University of Texas officials have acknowledged they failed to report 10 out of 13 laboratory accidents to federal authorities in the last seven years.
All of the incidents should have been reported, according to guidelines established by the National Institutes of Health.
The university plans to increase safety training and oversight in the nearly 1,000 campus labs, said Harold “Woody” Davis, associate vice president for research at Texas.
“Clearly, if you have folks getting ill in a lab, you need to follow up and find out what’s going on,” Davis said.

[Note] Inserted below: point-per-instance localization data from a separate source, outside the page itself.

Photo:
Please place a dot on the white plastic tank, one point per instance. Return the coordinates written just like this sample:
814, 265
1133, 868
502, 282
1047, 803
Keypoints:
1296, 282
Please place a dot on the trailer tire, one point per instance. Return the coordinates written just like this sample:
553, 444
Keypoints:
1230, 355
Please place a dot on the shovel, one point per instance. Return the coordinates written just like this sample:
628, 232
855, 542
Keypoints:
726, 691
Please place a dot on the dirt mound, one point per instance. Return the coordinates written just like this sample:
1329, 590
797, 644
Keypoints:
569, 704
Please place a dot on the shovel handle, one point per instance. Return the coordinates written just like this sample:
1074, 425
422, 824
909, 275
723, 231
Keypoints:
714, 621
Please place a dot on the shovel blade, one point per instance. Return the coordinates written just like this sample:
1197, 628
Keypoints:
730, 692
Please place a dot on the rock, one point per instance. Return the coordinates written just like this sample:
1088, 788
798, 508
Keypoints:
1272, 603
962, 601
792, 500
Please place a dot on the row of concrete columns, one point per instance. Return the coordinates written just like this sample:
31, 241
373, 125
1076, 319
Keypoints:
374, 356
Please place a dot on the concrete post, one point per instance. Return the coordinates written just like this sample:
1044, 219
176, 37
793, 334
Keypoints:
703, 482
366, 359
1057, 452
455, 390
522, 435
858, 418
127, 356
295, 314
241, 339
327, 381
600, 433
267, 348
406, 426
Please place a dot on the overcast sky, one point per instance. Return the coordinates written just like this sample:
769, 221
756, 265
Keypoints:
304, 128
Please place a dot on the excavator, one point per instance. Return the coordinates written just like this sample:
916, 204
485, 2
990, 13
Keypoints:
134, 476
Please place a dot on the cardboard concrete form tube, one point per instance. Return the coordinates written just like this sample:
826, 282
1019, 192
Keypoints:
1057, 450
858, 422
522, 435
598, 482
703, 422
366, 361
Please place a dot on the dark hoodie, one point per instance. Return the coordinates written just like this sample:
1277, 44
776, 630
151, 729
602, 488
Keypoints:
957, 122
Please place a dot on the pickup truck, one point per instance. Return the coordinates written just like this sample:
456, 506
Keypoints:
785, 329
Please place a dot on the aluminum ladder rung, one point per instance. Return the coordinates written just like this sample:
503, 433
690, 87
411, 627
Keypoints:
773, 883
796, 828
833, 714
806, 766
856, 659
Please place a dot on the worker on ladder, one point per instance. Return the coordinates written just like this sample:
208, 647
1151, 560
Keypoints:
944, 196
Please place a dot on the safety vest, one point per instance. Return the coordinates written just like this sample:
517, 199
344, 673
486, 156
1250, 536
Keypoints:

The national institutes demanded information from the school’s biosafety program after the California-based Sunshine Project obtained school records regarding an apparent spill of a flu virus last year that had not been reported. The school then did their own review.
The review by UT found that four lab workers received medical treatment for exposure to shigella, a bacteria that can cause digestive problems and fever. The workers recovered.
In October, a vial containing human embryonic kidney cells exploded and sent pieces of plastic into the eye of a worker. In November, a lab worker taking a blood sample from a person’s ear was squirted in the eye with blood.
“Folks make mistakes,” Davis said. “I don’t think it would serve any effective purpose to try to point fingers. We’re trying to make a culture change where we foster reporting.”
Earlier this month at Texas A&M, two officials quit after federal authorities criticized the school’s bioweapons research laboratories for safety and security problems.